Philippinen: Nach dem Monster-Taifun kommt das nächste Sturmtief

Philippinen: Nach dem Monster-Taifun kommt das nächste Sturmtief

Auf die vom Jahrhundert-Taifun Haiyan betroffenen Philppinen kommt nun das nächste Sturmtief zu. Zoraida bringt heftige Regenfälle.

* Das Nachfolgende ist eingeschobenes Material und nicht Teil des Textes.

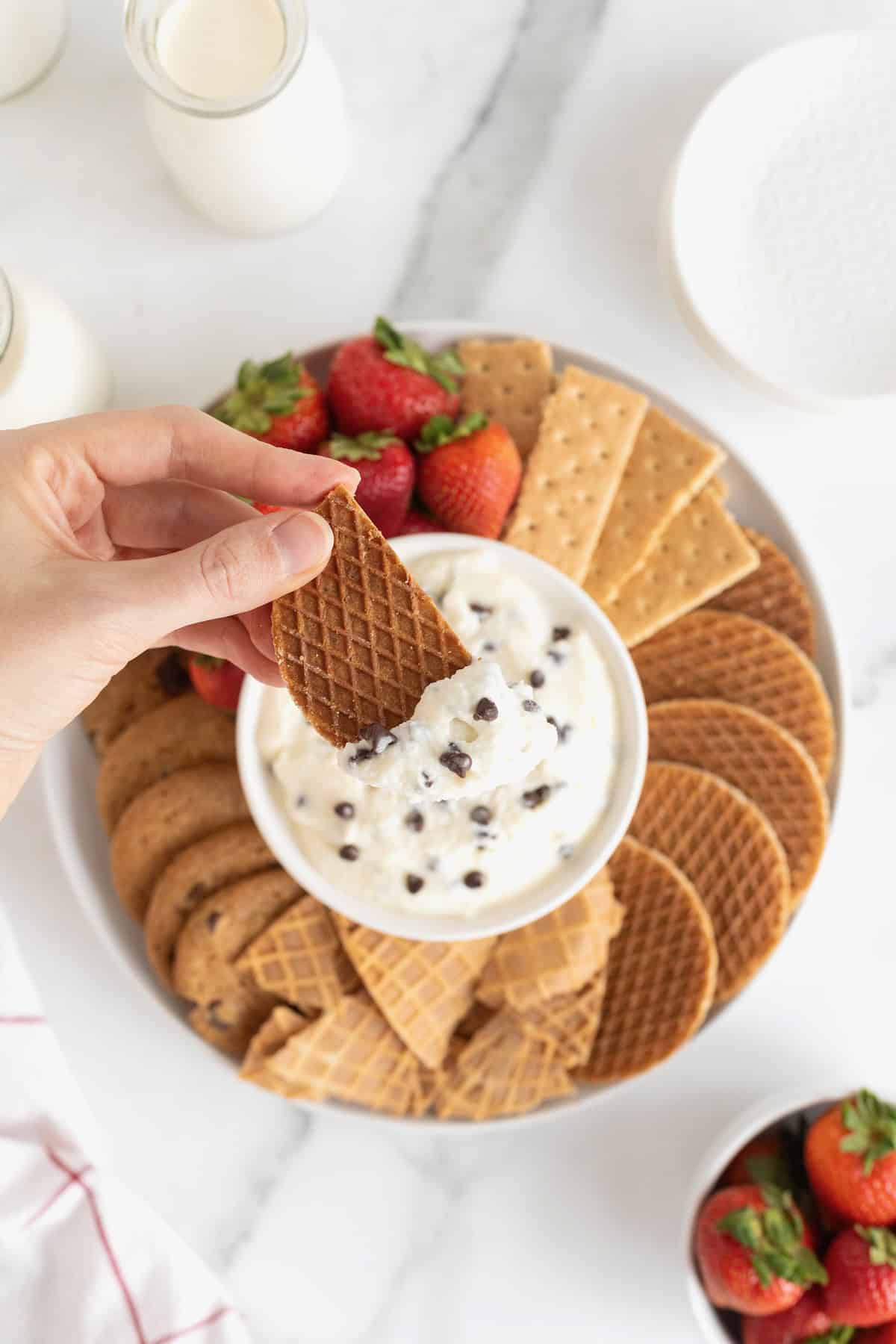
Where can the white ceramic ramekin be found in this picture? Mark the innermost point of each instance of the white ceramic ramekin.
(765, 1115)
(568, 605)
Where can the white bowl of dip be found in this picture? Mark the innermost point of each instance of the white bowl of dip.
(568, 606)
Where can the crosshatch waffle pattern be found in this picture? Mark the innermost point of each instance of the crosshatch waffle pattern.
(361, 641)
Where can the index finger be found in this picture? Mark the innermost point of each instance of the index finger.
(128, 448)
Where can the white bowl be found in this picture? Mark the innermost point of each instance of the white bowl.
(750, 1124)
(568, 605)
(69, 766)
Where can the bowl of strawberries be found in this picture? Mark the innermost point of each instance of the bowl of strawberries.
(791, 1230)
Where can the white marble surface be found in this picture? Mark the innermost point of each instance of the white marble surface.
(508, 164)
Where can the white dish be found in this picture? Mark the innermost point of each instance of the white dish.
(780, 222)
(69, 768)
(568, 605)
(770, 1110)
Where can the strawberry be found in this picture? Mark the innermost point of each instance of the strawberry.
(805, 1320)
(386, 465)
(279, 402)
(754, 1250)
(417, 522)
(388, 382)
(862, 1277)
(469, 475)
(850, 1159)
(763, 1159)
(217, 680)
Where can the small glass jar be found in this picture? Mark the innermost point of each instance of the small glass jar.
(257, 146)
(33, 34)
(50, 364)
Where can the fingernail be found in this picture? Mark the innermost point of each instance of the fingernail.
(304, 542)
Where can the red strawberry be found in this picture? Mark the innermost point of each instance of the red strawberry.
(279, 402)
(763, 1159)
(386, 465)
(469, 475)
(850, 1159)
(862, 1277)
(805, 1320)
(388, 382)
(754, 1250)
(217, 680)
(417, 522)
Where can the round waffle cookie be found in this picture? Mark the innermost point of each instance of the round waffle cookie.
(724, 844)
(721, 655)
(662, 974)
(774, 593)
(761, 759)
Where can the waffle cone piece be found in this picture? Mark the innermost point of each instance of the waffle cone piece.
(724, 844)
(505, 1070)
(721, 655)
(423, 989)
(361, 641)
(761, 759)
(556, 954)
(662, 974)
(300, 957)
(351, 1054)
(774, 593)
(570, 1021)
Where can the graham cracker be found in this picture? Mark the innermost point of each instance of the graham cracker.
(774, 593)
(700, 553)
(758, 757)
(662, 974)
(668, 467)
(726, 846)
(588, 433)
(726, 656)
(508, 381)
(361, 643)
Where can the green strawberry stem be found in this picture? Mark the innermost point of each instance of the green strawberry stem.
(872, 1128)
(366, 448)
(774, 1236)
(442, 429)
(882, 1245)
(262, 391)
(399, 349)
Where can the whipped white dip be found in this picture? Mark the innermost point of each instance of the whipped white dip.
(499, 828)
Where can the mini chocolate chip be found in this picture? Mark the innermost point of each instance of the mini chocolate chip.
(535, 797)
(487, 710)
(172, 675)
(458, 762)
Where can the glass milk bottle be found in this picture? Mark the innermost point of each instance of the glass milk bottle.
(50, 364)
(33, 34)
(245, 108)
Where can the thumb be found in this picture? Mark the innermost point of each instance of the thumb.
(228, 573)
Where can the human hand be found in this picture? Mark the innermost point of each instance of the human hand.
(117, 534)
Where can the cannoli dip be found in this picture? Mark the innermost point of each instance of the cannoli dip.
(491, 785)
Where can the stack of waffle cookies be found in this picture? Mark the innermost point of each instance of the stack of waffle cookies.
(724, 843)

Vier Tage nach dem tödlichen Taifun Haiyan nähert sich ein neues Sturmtief der Küste der Philippinen. Ausläufer von "Zoraida" brachten in Teilen des Katastrophengebietes bereits heftige Regenfälle. Von Cebu in Richtung der schwer betroffenen Insel Leyte wurden mehrere Fährüberfahrten wegen des schlechten Wetters abgesagt.

Dennoch soll das Wetter die Auslieferung der Hilfsgüter nicht behindern, wie Innenminister Mar Roxas am Dienstag versprach. Der verheerende Taifun hatte Tausende Menschen in den Tod gerissen, weite Landstriche verwüstet und Städte zerstört. Hunderttausende Überlebende warten dringend auf Trinkwasser, Essen, Decken und Zelte.

Das Tief lag nach Angaben des Wetterdienstes 200 Kilometer vor der Küste von Davao und sollte Richtung Nordwesten ziehen. Bliebe es auf der berechneten Bahn, zöge es Mittwoch und Donnerstag südlich am Katastrophengebiet vorbei.

Hilfswelle läuft an

Indessen läuft die Hilfe für Hunderttausende Taifun-Opfer auf den Philippinen auf Hochtouren. Am Flughafen von Tacloban kamen am Dienstag mehr Frachtmaschinen mit Hilfsgütern an. Mobilfunksignale waren teilweise wieder hergestellt. Ein US-Flugzeugträger ist unterwegs ins Notstandsgebiet, die Besatzung soll die Verteilung der Hilfsgüter für Hunderttausende Überlebende des Taifuns "Haiyan" unterstützen. Ungemach drohte jedoch durch einen neuen tropischen Sturm, der sich vor der Westküste der Philippinen zusammenbraute.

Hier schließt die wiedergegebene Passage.